The Executive Compensation and Succession Committee of the Board of Directors of Energy East in its discretion may take certain actions in order to preserve, in the event of a change in control of Energy East, a participant's rights under an award issued pursuant to the 1997 Stock Option Plan, the 2000 Stock Option Plan or the Restricted Stock Plan.
Grantor trusts have been established to provide for the payment of certain employee and director benefits, including severance benefits that might become payable after a change in control of Energy East.
Security Ownership of Management
The following table indicates the number of shares of Energy East common stock, and Energy East common stock equivalent units beneficially owned as of February 14, 2002, by each director, each of the officers named in the Summary Compensation Table included elsewhere herein, and by the 9 current directors and officers as a group and the percent of the outstanding securities so owned.
Name
| Energy East Common Stock Beneficially Owned (1)
| Energy East Common Stock Equivalent Units (2)

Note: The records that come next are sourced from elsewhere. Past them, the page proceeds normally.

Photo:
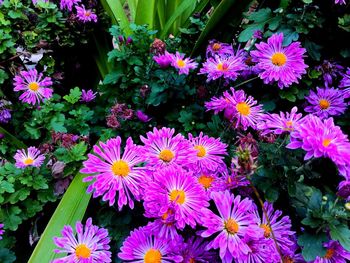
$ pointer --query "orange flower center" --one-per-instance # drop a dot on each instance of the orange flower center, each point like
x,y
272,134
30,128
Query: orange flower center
x,y
120,168
82,251
279,59
153,256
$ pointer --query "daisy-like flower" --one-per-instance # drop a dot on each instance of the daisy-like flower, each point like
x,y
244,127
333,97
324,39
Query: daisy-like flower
x,y
227,67
177,190
279,123
90,245
285,65
235,222
115,174
335,253
34,86
181,63
326,102
144,247
29,157
210,152
163,149
85,15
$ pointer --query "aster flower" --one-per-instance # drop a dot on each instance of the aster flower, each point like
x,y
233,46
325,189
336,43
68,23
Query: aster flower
x,y
163,149
177,190
235,222
115,174
141,246
181,63
279,123
34,86
210,152
87,95
29,157
285,65
326,102
91,244
85,15
227,67
335,253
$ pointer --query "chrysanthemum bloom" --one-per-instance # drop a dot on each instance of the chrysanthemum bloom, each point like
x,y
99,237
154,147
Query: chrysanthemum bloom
x,y
87,95
326,102
279,123
177,190
29,157
85,15
163,60
335,253
235,222
115,174
163,149
141,246
285,65
181,63
34,86
210,152
91,244
68,4
216,48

| Total Energy East Common Stock and Energy East Common Stock Equivalent Units |
Percent of Class
|
Thomas F. Dorazio
| 158,081
| 2,883
| 160,964
| (4)
|
Kenneth M. Jasinski | 477,065 | 11,258 | 488,323 | (4) |
Sherwood J. Rafferty | 129,425 | 5,531 | 134,956 | (4) |
Jeffrey K. Smith | 210,725 | 5,028 | 215,753 | (4) |
Ralph R. Tedesco | 280,338 | 5,280 | 285,618 | (4) |
Teresa M. Turner | 186,340 | 2,711 | 189,051 | (4) |
Wesley W. von Schack | 1,133,892 | 24,026 | 1,157,918 | (4) |
9 current directors and officers as a group | 2,762,057 (3)
| 60,321
| 2,822,378
| (4)
|
_______________
(1) Includes shares of Energy East common stock that may be acquired through the exercise of stock options, which are exercisable currently. The number of shares that may be acquired and by whom are as follows: Mr. Dorazio, 155,999; Mr. Jasinski, 472,665; Mr. Rafferty, 120,667; Mr. Smith, 205,999; Mr. Tedesco, 273,999; Ms. Turner, 181,999; Mr. von Schack, 1,099,999; and all officers as a group, 2,689,192.
(2) Includes Energy East common stock equivalent units granted under the LTEISP, for which the executive officer or director does not have voting rights.
(3) Includes 4,492 shares of Energy East common stock held by an officer as nominee for the Employees' Stock Purchase Plan.
(4) Less than 2.5% of the outstanding Energy East common stock.